Shamans with painted faces in Brazil are good television, and
gets even better as they acquire the skills (thanks to Werner
Herzog and others).  I'm conflating TV / movies / video / anime
as one genre, moving towards "3D" in some branches.

> But Witt was not religious in the final, ultimate, sense I think. His
> intellect was never given that experience, although he could sense the
> emptiness of the alternative, he still did not see a way to let go in
> order to achieve rigor instead of abandon it . He seems not to have
> been enlightened preferring to cling to that shrinking iceberg of
> imagined rigor. Still you can see him feeling around. And if you take
> him at his word on his deathbed all was not lost.

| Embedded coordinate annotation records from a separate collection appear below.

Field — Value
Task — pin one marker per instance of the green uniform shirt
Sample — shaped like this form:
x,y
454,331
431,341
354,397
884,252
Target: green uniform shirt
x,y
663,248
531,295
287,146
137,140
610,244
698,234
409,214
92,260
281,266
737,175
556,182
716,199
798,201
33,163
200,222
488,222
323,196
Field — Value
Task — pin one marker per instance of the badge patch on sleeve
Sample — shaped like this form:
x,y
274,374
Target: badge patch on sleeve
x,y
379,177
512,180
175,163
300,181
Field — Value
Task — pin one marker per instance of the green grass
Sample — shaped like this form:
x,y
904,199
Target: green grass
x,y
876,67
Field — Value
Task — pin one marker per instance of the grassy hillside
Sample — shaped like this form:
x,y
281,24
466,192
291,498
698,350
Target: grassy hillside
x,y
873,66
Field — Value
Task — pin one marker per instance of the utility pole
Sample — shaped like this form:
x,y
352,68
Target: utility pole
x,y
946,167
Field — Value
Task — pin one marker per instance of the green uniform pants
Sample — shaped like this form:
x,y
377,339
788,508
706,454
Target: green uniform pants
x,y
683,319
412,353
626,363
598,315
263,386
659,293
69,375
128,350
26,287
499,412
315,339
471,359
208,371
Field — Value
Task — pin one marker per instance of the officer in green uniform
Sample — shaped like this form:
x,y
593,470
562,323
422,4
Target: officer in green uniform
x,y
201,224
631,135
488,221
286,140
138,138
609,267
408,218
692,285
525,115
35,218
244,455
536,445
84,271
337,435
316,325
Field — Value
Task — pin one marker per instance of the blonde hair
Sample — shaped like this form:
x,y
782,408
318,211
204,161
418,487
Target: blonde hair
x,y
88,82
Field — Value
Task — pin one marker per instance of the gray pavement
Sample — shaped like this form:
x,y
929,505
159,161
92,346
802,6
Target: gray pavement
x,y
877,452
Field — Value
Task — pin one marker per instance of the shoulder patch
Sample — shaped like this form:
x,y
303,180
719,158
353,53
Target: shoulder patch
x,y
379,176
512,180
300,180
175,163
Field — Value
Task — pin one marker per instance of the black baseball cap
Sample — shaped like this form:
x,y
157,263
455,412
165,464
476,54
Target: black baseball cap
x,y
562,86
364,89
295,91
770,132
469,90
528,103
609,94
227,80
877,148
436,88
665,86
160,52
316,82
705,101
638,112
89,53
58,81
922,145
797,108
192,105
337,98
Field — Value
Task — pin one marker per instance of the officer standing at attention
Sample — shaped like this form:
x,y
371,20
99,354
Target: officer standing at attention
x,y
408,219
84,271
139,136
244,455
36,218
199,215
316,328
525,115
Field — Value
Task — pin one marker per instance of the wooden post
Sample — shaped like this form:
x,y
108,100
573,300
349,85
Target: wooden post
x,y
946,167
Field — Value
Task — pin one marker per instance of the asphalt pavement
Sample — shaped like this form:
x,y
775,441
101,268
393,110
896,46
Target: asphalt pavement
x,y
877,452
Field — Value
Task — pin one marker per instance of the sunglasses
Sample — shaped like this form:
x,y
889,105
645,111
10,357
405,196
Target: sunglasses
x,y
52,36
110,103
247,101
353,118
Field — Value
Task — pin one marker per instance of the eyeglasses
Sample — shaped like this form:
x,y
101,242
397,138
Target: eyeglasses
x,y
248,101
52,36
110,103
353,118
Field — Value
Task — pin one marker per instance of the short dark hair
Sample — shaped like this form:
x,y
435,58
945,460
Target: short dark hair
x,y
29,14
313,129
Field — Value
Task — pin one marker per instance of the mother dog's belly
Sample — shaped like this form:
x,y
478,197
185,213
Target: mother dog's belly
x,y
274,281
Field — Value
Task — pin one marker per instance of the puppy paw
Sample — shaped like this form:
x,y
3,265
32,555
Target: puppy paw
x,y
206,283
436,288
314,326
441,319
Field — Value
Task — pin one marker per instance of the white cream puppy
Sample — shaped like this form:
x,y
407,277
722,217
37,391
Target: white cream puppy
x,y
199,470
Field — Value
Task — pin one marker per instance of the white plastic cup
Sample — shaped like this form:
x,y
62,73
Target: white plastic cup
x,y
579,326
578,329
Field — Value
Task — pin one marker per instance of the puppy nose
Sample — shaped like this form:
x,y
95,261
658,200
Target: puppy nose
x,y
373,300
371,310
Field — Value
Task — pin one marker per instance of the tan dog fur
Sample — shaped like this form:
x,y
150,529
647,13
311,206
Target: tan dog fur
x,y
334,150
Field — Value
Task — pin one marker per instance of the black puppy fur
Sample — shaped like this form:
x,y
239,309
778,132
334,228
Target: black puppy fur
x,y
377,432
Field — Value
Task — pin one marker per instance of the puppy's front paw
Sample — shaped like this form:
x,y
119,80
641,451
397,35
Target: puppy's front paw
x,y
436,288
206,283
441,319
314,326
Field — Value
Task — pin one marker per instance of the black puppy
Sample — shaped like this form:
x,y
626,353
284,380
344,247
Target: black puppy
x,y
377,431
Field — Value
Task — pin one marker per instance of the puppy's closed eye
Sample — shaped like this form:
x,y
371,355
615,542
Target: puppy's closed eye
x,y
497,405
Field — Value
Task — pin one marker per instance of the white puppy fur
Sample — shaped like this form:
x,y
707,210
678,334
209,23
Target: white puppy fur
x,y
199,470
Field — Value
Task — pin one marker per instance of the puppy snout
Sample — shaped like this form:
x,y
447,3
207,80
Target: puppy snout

"Rigor" is one of those words you hear westerners bandy about
a lot.  They're usual completely unclear about what they mean by
it.

>
> Here is a final link on the subject which I hope you will enjoy enough
> to make having slogged through this awful post worth it:
> http://www.youtube.com/watch?v=iGf2loLAwVE
>

Now this is very interesting, thank you.  The issue of psychotropics
is front and center.  This is anthropology.  We're also watching a human
subject experiment that would be more underground today.  "It would
be all one if *you* weren't here -- you have nothing to do with it".
Yes, I like that.  The guy is an ignorant slob, I could see that from
the opening frame.  She's got more potential as a human.

Anyway, thanks.  I'm stopping at 3:52 as it's somewhat painful to
watch a religious experience happening to someone in such a stupid
environment.  I'm glad the hippies improved matters.  They were also
against the Vietnam War and did much to escape a sinking ship
Christianity (which deserves to go down I think, what a terrible
mistake that whole thing was, glad its sinking).  Onward.